Shubham (Governance Engineer)
- Threat model: prompt injection (user crafts ticket text to manipulate the LLM), PII leakage (ticket contains customer data that ends up in the response), output exfiltration
- Data classification: what sensitivity level is ticket data? KB data?
- Responsible AI: the copilot must always disclose it's AI-generated. What disclaimers are needed?

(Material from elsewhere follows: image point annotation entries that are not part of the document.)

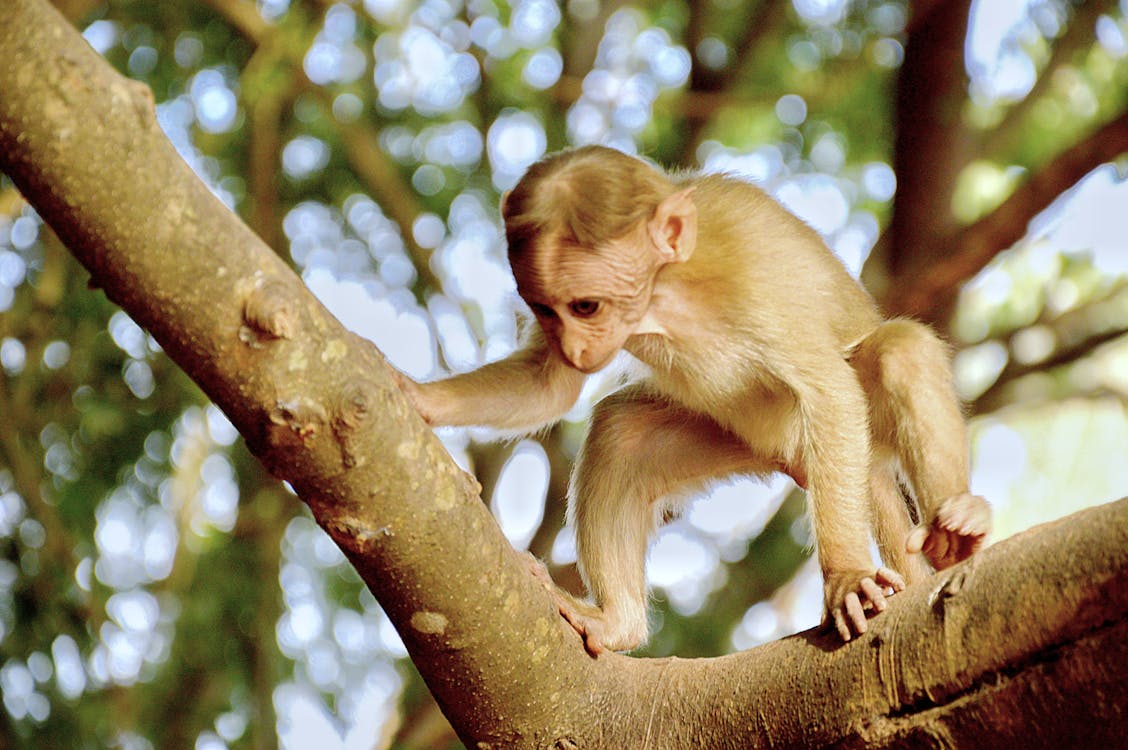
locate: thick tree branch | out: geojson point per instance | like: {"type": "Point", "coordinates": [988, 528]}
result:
{"type": "Point", "coordinates": [961, 655]}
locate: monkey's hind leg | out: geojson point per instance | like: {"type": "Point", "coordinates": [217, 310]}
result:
{"type": "Point", "coordinates": [916, 412]}
{"type": "Point", "coordinates": [640, 450]}
{"type": "Point", "coordinates": [892, 523]}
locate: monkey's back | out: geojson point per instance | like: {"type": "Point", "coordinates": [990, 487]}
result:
{"type": "Point", "coordinates": [766, 259]}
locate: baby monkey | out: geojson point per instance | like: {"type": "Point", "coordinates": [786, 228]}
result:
{"type": "Point", "coordinates": [765, 355]}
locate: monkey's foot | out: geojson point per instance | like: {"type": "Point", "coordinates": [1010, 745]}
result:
{"type": "Point", "coordinates": [853, 596]}
{"type": "Point", "coordinates": [598, 628]}
{"type": "Point", "coordinates": [959, 529]}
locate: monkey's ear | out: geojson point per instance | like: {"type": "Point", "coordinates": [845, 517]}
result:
{"type": "Point", "coordinates": [673, 227]}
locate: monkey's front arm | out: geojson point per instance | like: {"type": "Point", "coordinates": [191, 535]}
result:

- Secrets management: LLM API keys, database credentials -- none in code
- Pre-release security review checklist
9. Questions Still Open
These will be answered in the Discovery call with Prasanna today:
- Freshdesk access: real instance or mock?
- LLM provider preference
- Deployment surface (web app vs. Freshdesk sidebar vs. API)
- PII handling requirements
- Success criteria thresholds
- Cost and latency constraints
- Phase 2 vision
We'll update this document after Discovery with confirmed answers.
This document will be updated as decisions are made. Refer to 01_Discovery_Call_Questions.md for the full question list and answers from the Discovery call.